Analysts with LMC Automotive, Kelley Blue Book and Edmunds.com predicted a sales decline of between 1.2 percent and 6.2 percent for automakers.
SUBARU
The Japanese automaker's hot streak continued as its sales surged despite the industry's downturn. Subaru's top seller was the Outback, which rose 19.6 percent to 17,581 units.
HYUNDAI-KIA
Korean automaker Hyundai's sales plummeted 27.9 percent as the company continued to reduce its previously heavy reliance on fleet sales.
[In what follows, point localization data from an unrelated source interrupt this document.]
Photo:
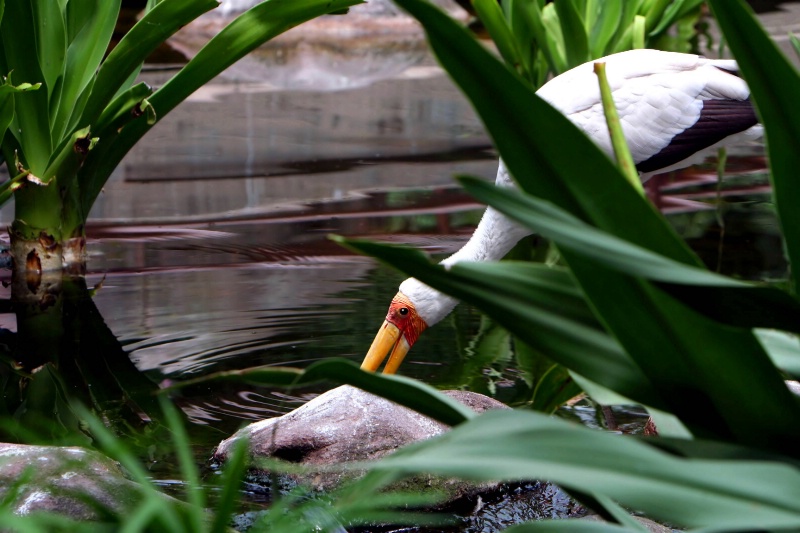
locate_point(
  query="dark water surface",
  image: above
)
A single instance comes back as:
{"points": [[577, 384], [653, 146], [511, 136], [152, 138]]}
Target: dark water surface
{"points": [[211, 241]]}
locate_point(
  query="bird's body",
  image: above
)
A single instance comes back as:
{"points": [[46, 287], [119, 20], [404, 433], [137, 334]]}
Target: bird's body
{"points": [[673, 107]]}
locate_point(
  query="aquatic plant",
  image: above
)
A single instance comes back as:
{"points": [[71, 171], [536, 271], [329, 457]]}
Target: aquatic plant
{"points": [[70, 108]]}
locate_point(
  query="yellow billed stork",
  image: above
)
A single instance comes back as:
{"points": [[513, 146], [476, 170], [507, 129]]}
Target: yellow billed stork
{"points": [[673, 108]]}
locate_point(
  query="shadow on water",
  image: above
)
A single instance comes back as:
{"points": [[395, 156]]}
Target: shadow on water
{"points": [[209, 248]]}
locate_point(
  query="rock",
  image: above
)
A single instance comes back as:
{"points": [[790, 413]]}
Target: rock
{"points": [[345, 425], [62, 479]]}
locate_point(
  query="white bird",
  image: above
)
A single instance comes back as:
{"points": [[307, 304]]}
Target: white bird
{"points": [[673, 108]]}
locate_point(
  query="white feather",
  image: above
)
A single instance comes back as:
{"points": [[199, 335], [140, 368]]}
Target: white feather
{"points": [[658, 95]]}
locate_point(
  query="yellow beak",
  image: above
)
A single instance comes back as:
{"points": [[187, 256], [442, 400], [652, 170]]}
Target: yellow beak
{"points": [[389, 338]]}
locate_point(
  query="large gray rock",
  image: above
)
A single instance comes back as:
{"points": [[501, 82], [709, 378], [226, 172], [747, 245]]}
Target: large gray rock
{"points": [[63, 479], [344, 425]]}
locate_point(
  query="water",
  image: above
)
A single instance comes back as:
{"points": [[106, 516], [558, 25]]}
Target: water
{"points": [[211, 246]]}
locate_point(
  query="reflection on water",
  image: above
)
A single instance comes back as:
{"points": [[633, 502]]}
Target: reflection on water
{"points": [[211, 239]]}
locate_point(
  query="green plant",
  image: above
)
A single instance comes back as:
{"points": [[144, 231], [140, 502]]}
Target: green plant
{"points": [[538, 38], [212, 505], [635, 312], [76, 110]]}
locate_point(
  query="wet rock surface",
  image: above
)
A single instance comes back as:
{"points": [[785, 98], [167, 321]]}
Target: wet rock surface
{"points": [[64, 480], [345, 425]]}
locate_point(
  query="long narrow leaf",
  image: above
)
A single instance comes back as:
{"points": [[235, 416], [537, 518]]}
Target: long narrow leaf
{"points": [[516, 445], [97, 19], [775, 84], [251, 29], [575, 39], [677, 348], [527, 304], [722, 298], [153, 29]]}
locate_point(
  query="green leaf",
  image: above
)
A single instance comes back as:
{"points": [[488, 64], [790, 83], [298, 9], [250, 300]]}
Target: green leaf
{"points": [[413, 394], [145, 36], [7, 91], [493, 20], [516, 445], [251, 29], [783, 349], [774, 84], [90, 25], [719, 297], [51, 41], [31, 124], [554, 39], [539, 305], [576, 42], [677, 348]]}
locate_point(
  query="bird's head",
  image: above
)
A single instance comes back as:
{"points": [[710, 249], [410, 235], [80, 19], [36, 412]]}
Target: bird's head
{"points": [[412, 310]]}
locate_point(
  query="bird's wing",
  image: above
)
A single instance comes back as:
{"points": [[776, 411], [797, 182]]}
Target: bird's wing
{"points": [[670, 105]]}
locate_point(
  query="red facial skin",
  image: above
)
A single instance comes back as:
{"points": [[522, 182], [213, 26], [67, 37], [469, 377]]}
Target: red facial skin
{"points": [[403, 315]]}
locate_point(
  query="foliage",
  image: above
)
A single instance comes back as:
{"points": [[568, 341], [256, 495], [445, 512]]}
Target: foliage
{"points": [[635, 312], [212, 506], [76, 111], [538, 38]]}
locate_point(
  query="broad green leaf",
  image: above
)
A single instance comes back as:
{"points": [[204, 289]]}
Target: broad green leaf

Sister brand Kia's sales fell 5.9 percent for the month.
"July is historically a strong month, but with disappointing sales and inventories still building, something needs to give," Jessica Caldwell, Edmunds executive director of industry analysis, said in news release. "A lot is riding on late-summer sales events to help move vehicles before 2018 models start arriving at dealer lots.
Caldwell noted that "consumers may be waiting for automakers to loosen the purse strings on incentives to get them to pull the trigger on making a purchase."
Vehicles were also sitting longer on dealership lots, 72 days in inventory, which is the highest level since 2009, according to J.D. Power.
"The second half of the year will continue to present challenges to manufacturers as they navigate a hyper competitive and dynamic marketplace, while working to find the optimal mix of production cuts and discounting necessary to align supply, demand and inventory levels," Thomas King, vice president of PIN OEM operations, media and marketing at J.D. Power, said in a news release.
Despite the lower numbers, Tim Fleming, an analyst for Kelley Blue Book, predicted a bright spot later this summer.
"We're in the midst of the steady summer sales months when new vehicles tend to stay relatively consistent after peaking during the Memorial Day weekend in May. Kelley Blue Book expects to see sales start to jump back up again in August and September thanks to model-year closeouts and the Labor Day holiday," Fleming said in a news release.
Alec Gutierrez, senior analyst for Kelley Blue Book, said that even though sales were down a bit more than expected, analysts are maintaining a seasonally adjusted annual rate forecast of 17.1 million units.